Para cientistas, padrão de degradação da floresta mudou e fogo precisa ser monitorado tanto quanto o desmatamento
Instituto promete sistema que verifique extensão dos incêndios; cientista diz que fogo mais freqüente é efeito do aquecimento global
Governo e pesquisadores estão iniciando um esforço para mapear um tipo de dano à floresta amazônica que tem recebido menos atenção que o desmatamento, mas que pode ter se tornado um protagonista da devastação: o fogo.
Alberto Setzer, do Inpe (Instituto Nacional de Pesquisas Espaciais), que coordena o monitoramento de queimadas por satélite, afirma que em dois meses deve estar pronto um sistema para verificar a extensão dos incêndios na floresta. Hoje, é possível saber o número de focos de queimada, onde eles estão e quando ocorreram, mas não há como estimar o tamanho das áreas atingidas.
Segundo ele, a maioria das ocorrências na Amazônia são intencionais. "Hoje se percebe que o que realmente está sendo fundamental na degradação da floresta é o fogo", afirma.
O gerente do Programa de Monitoramento por Satélites do Inpe, Dalton Valeriano, diz que acaba de ser decidido cruzar os dados do sistema Deter (Detecção do Desmatamento em Tempo Real) com os de queimadas. "Dessa forma, será possível fazer um indicador mais completo, que mostre a relação entre queimadas recorrentes e o desmatamento."
O governo do Mato Grosso desde janeiro vem contestando os dados do Deter. Para o Estado, áreas classificadas como desmatadas pelo sistema são locais onde a floresta foi degradada há oito anos ou mais.
O Deter engloba os pontos degradados na conta da devastação porque, para o sistema, as áreas nas quais o sinal espectral (luz que o satélite capta) de solo é maior que o de vegetação já não funcionam como floresta.
Para o Inpe, o padrão de degradação mudou na Amazônia: áreas de floresta em pé vêm sendo queimadas ano após ano, mas isso aparece tarde demais nos dados do Deter. Uma nova ferramenta é necessária, avaliam os pesquisadores, para flagrar esse processo em curso.
Aquecimento global
O ecólogo Daniel Nepstad, do Ipam (Instituto de Pesquisa Ambiental da Amazônia) e do Woods Hole Research Center, afirma que muitas vezes a área de floresta queimada é maior que a desmatada. Ele cita em artigo um exemplo de 1998, ano em que houve uma seca extrema e 39 mil km2 pegaram fogo -duas vezes a área de floresta cortada naquele ano.

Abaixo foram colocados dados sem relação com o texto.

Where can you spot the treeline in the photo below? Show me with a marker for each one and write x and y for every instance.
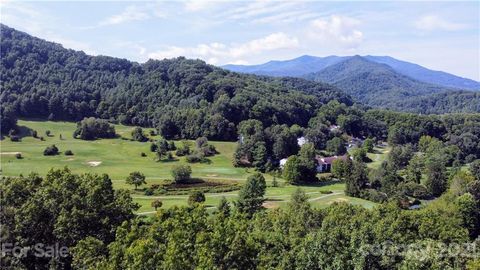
(183, 98)
(328, 131)
(96, 224)
(380, 86)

Para ele, o aumento da área queimada já é um reflexo do aquecimento global: altas temperaturas e ventos mais fortes, aliados à seca prolongada.
Nepstad notou o problema de forma marcante no segundo semestre de 2007, durante uma queimada experimental -realizada há cinco anos numa fazenda em Mato Grosso.
O fogo, que normalmente levava cinco dias para queimar os 50 hectares da área do experimento, fez o serviço em dois.
De acordo com ele, é comum nascer capim -altamente inflamável- nas áreas que tiveram incêndio, o que aumenta os riscos de novos focos. "É um ciclo vicioso", diz.
Na opinião de Valeriano, as queimadas são reflexo da exploração de madeira e não do aquecimento global. "A floresta fica mais aberta, entra mais sol e o material seca."
Segundo ele, nos sobrevôos realizados recentemente na Amazônia para verificar desmatamentos, notou-se muitas áreas carbonizadas.
Edição especial
A Amazônia é o tema de uma edição especial da revista "Philosophical Transactions of the Royal Society, B". A publicação foi baseada numa conferência realizada há um ano em Oxford, Reino Unido.
Alguns dos artigos abordam a seca, fator de risco para as queimadas. Um dos textos, de pesquisadores do Inpe, explica que a seca-recorde de 2005 ocorreu pelo aumento da temperatura no oceano Atlântico (e não em razão do fenômeno El Niño).
Como o aquecimento do oceano é visto como tendência do aquecimento global, esse tipo de seca pode ficar mais comum na região.